Poverty is both a cause and consequence of child marriage in Nepal. Girls from the wealthiest families marry 2 years later than those from the poorest, who are seen as an economic burden, and who drop out of school and earn little money.
Food insecurity plays an important role too. Nepalese families that do not have enough food to eat are more likely to marry their daughters at a young age to decrease the financial burden. One study shows that 91% of people who had secure access to food married over the age of 19.

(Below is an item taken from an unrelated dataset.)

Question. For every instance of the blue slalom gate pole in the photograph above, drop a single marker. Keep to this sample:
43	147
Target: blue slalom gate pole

Dowry is also common practice in many communities. Parents marry their daughters as soon as possible because the money they have to pay to the groom’s family is higher if their daughter is older. Since 2010, the legal age of marriage is 20 for both men and women, or 18 with parental consent, according to the Nepalese Country Code.
The law states that punishment for child marriage is imprisonment for up to three years and a fine of up to 10,000 rupees (£102). But reports suggest that this law is rarely applied. There has been quite a lot of progress in Nepal over the past 3 years with a clear government commitment to ending child marriage and civil society cooperation. The Ministry of Women, Children and Social Welfare is currently developing Nepal’s first national strategy on child marriage in collaboration with UNICEF Nepal and Girls Not Brides Nepal. However, the post-earthquake and post-fuel crisis environment has meant progress is slow and the national strategy has been delayed.